Muhammad Ali Jinnah was nothing if not complicated. Jinnah, an alcohol-drinking, pork-eating, English-loving barrister, was the founder of  the Islamic Republic of Pakistan. Yesterday, his only child Dina Wadia died and that too is complicated.

Dina Wadia was the daughter of Jinnah and his Parsi wife Rattanbai Petit whom he proposed to at 16 and married at 18 when he was 42. Rattanbai was the daughter of one of Jinnah’s friends, who never forgave him. Jinnah and Petit’s daughter, Dina, was born in 1919 shortly after their marriage. Rattanbai died only ten years later.

Dina herself married young, to the Parsi Neville Wadia whose successful family-business went back to the days of the East India Company. But Jinnah was furious that she had married outside the faith telling her “There are millions of Muslim boys in India,” and she could marry any one of them she chose. Dina promptly replied, “Father, there were millions of Muslim girls in India. Why did you not marry one of them?” Jinnah did not attend the wedding.

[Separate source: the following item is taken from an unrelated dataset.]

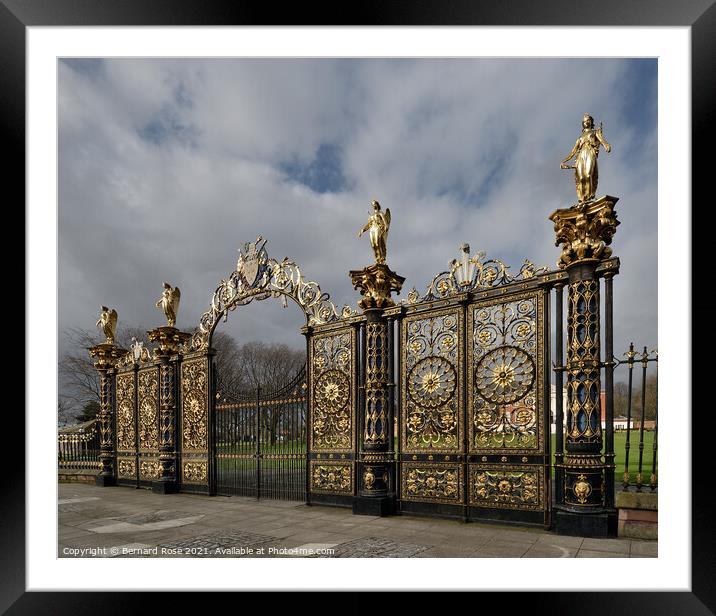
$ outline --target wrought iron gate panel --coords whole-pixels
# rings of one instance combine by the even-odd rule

When India’s partition came, Jinnah’s family was partitioned as well. Jinnah went to Pakistan and his daughter stayed in India, never to see him again. Her son, Nusli Wadia, became one of India’s richest men. Thus the descendants of the founder of the Islamic Republic of Pakistan are successful Indian Parsis. The last twist perhaps in Jinnah’s complicated tale.

In her later years, Dina Wadia moved to New York where she died yesterday.